# Missing races this winter? Fancy some virtual racing?



## BurningLegs (30 Dec 2020)

Hi everyone, if you’re missing the short hard efforts CX racing this season and looking for something to replace it then you’re welcome to join one of the three Cyclechat Zwift racing teams 🙂

We have been competing in the Zwift Racing League where events start at 18:15 or 19:45 on Tuesday evenings with the next league starting on 12th Jan (it runs for eight weeks).

Races last approximately one hour (45-90 mins depending on the course) and it is a team event where you will be riding as a team of six.
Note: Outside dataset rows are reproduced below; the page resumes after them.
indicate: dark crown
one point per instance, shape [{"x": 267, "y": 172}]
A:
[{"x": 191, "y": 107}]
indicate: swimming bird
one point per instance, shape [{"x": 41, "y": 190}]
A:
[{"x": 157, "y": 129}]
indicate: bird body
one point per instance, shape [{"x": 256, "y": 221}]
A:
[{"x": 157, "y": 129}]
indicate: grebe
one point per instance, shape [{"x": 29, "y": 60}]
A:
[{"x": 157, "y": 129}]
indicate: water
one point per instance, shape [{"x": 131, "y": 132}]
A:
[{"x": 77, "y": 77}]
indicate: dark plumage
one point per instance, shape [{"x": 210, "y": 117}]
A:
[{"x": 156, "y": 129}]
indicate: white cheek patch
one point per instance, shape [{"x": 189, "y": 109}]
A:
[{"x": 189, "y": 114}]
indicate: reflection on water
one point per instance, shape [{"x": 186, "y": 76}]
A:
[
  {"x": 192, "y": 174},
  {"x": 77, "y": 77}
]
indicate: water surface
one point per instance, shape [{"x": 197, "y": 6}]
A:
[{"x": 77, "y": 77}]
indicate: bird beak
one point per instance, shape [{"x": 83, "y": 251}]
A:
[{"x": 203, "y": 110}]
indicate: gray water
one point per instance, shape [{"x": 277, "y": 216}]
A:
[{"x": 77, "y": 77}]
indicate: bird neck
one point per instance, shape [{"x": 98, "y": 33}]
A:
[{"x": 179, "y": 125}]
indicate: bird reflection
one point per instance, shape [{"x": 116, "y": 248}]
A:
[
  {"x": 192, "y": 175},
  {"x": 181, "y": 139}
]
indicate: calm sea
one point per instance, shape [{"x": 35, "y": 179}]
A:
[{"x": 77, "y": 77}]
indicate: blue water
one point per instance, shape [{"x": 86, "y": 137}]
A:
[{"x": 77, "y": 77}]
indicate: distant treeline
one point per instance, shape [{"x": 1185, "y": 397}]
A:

This would suit riders who already ride on Zwift and want to learn the ropes of racing, or riders who have raced stand-alone events and like the sound of an eight week series with other members of the Cyclechat community 🙂

You don’t need to race every week (we all have lives outside the shed, after all) but you would have the opportunity if you’re a Cat B (we are a couple of riders short at the moment).


----------



## SWSteve (30 Dec 2020)

Could it not be annoy other day? Tuesday is the one day I speak to people (running club) other than my wife!!


----------



## BurningLegs (30 Dec 2020)

That’s unfortunate @SWSteve - currently only a Tuesday series running but keep an eye out in case that changes 🙂


----------



## SWSteve (30 Dec 2020)

Plenty of races available on other days. Looks like that FTP builder I have planned will be a boooooooost


----------